AdvBeg Dance Tech-HALF CREDIT

This course is an advanced-beginning level class, which will deepen students' foundational experience with modern and contemporary dance techniques. The studio will be our laboratory as we explore of a wide range of modern dance concepts with a focus on sensation, initiation, expansive use of space, efficiency, safety, connectivity and embodiment of phrase work. Along the way, we will also bring attention to alignment, spatial clarity, use of breath, increasing range of motion and the development of strength and stamina as way to nurture sustainable and deeply engaged dance practice.

Theater Directing Lab

This course is a hands-on, practical approach to directing guided by the belief that "directors learn to direct by directing." Our focus is on the collaboration between performer and director and on challenging outdated notions of power by bringing your full selves - in your complexity and with the fullness of your identities - to the embodied practice of directing. The pace will be rapid and the workload significant: every three classes, you will either present a piece that you have directed or perform in a work directed by your peers. Rehearsals will take place outside of class.

Community-Based Theater

Across the country - and around the world - theater artists are creating work with organizers, elders, young people, and those whose stories are rarely on stage but who form the living heart of communities. Rejecting the belief that theater can only happen on traditional stages, this work is made in farming towns, on city blocks, in indigenous communities, and in places in between - and celebrates the ritualistic roots of theatre while building the future through partnerships with movements for justice and healing.

Poetry & Curiosity

Poetry is an act of discovery. We write to discover what we don't know or understand about ourselves and the world around us. To make these discoveries we must pay attention: practice close observation, question our assumptions, and test our truths. In this way, poetry is a kind of research, and not so different than other fields. In this class, we'll look at poems that have curiosity and research at their score: scientific, historic, cultural and social.

Writing About the Outdoors

This seminar will explore approaches to writing about people in the outdoors - as they live, die, love, work, play, transform nature, or simply contemplate the world.

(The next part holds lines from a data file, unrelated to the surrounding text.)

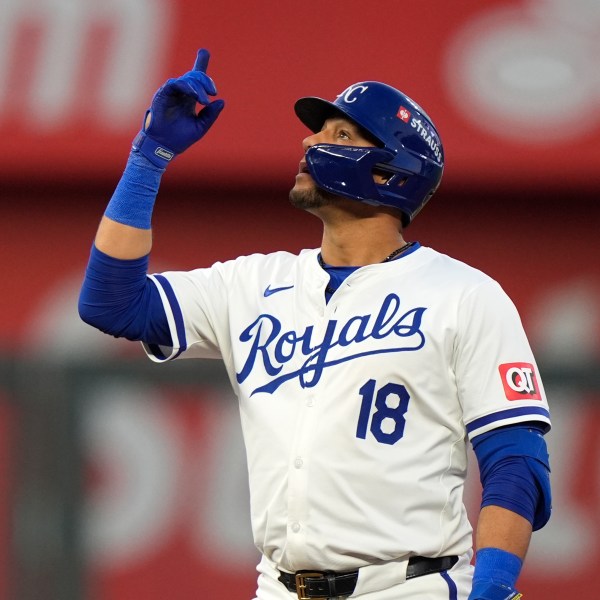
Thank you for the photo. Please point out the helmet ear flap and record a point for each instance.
(347, 170)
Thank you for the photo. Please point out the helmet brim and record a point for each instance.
(313, 112)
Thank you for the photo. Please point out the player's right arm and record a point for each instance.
(116, 296)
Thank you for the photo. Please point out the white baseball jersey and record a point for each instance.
(356, 412)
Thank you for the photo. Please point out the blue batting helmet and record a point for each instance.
(409, 152)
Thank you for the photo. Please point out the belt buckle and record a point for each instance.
(301, 584)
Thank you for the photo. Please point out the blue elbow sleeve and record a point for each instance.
(117, 298)
(515, 472)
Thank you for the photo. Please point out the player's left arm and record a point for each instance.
(516, 501)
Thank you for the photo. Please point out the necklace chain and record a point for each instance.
(330, 290)
(388, 258)
(397, 252)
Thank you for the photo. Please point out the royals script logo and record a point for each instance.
(272, 348)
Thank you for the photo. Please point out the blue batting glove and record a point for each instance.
(485, 590)
(172, 123)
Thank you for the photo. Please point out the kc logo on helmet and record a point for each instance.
(519, 381)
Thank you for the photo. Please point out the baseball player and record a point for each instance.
(363, 368)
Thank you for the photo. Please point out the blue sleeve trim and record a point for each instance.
(510, 413)
(180, 342)
(117, 298)
(515, 471)
(497, 566)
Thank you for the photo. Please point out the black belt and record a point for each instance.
(310, 585)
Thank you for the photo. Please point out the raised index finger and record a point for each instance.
(202, 58)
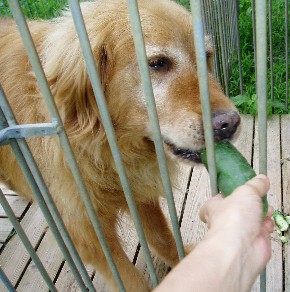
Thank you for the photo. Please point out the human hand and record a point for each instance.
(237, 220)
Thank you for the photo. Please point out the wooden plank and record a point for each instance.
(66, 280)
(274, 268)
(285, 133)
(6, 191)
(17, 203)
(14, 258)
(5, 229)
(51, 257)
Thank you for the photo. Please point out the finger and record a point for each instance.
(260, 184)
(270, 211)
(207, 208)
(268, 225)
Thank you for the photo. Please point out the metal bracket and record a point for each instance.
(29, 130)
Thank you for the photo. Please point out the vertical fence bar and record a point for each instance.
(6, 281)
(153, 118)
(26, 242)
(287, 54)
(239, 51)
(42, 196)
(105, 116)
(261, 53)
(271, 50)
(204, 91)
(44, 87)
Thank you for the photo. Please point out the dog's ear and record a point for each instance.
(209, 51)
(67, 75)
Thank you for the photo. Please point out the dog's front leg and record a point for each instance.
(158, 232)
(91, 252)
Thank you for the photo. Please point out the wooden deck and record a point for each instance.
(192, 191)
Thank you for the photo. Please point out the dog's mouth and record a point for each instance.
(183, 153)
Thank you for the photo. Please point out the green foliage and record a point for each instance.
(247, 103)
(36, 9)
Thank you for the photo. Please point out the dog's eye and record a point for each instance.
(161, 64)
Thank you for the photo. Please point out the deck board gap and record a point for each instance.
(30, 259)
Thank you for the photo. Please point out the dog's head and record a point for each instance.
(168, 35)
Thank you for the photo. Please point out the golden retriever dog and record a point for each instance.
(171, 59)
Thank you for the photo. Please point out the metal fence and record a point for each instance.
(218, 19)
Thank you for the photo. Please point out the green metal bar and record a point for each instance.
(271, 50)
(222, 46)
(261, 43)
(9, 212)
(287, 54)
(153, 118)
(204, 91)
(107, 123)
(239, 51)
(6, 281)
(45, 89)
(36, 65)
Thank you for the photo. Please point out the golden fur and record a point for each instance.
(168, 34)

We will read and study a number of genres including traditional nature writing, historical accounts, creative nonfiction, fiction, and academic analyses. These readings will serve both as models of good writing and as introductions to the rich discourse about people in the outdoors.

Hopes and Fears

What can the hopes and fears of a given society tell us about it and ourselves? Did the gravest "sins" in old Europe and the North American colonies involve food, money, or sex? Among the hallmarks of modernity were the rise of new social formations (classes) and the commercialization of daily activities and relations. Did traditional institutions and belief systems hamper or facilitate the changes? What roles did religious and national contexts play? Did the increase in the sheer number of "things" change the way people thought?

Queer Fem Sci. Studies

This course will introduce and explore themes in Queer Feminist Science Studies. Among the central questions of this class are: What is queer feminism? What is science studies? How is the study of science important to queer feminist critical and worlding work? How do we understand the boundaries between critiquing and practicing science? What does it mean to read queer / feminist theory as a site of knowledge production about biology's proper objects? What sorts of methodologies can help us to know our worlds beyond the nature/culture binary?

Zapatistas

In 1994, to everyone's astonishment, the Zapatistas rose in revolt in Chiapas, Mexico, the same day that NAFTA went into effect-January 1, 1994. How to make sense of the coincidence? Why have so many, in Latin America and in the world, found the Zapatista messages exciting? What challenges face the Zapatistas today, including the election of a "progressive" government in Mexico in 2018?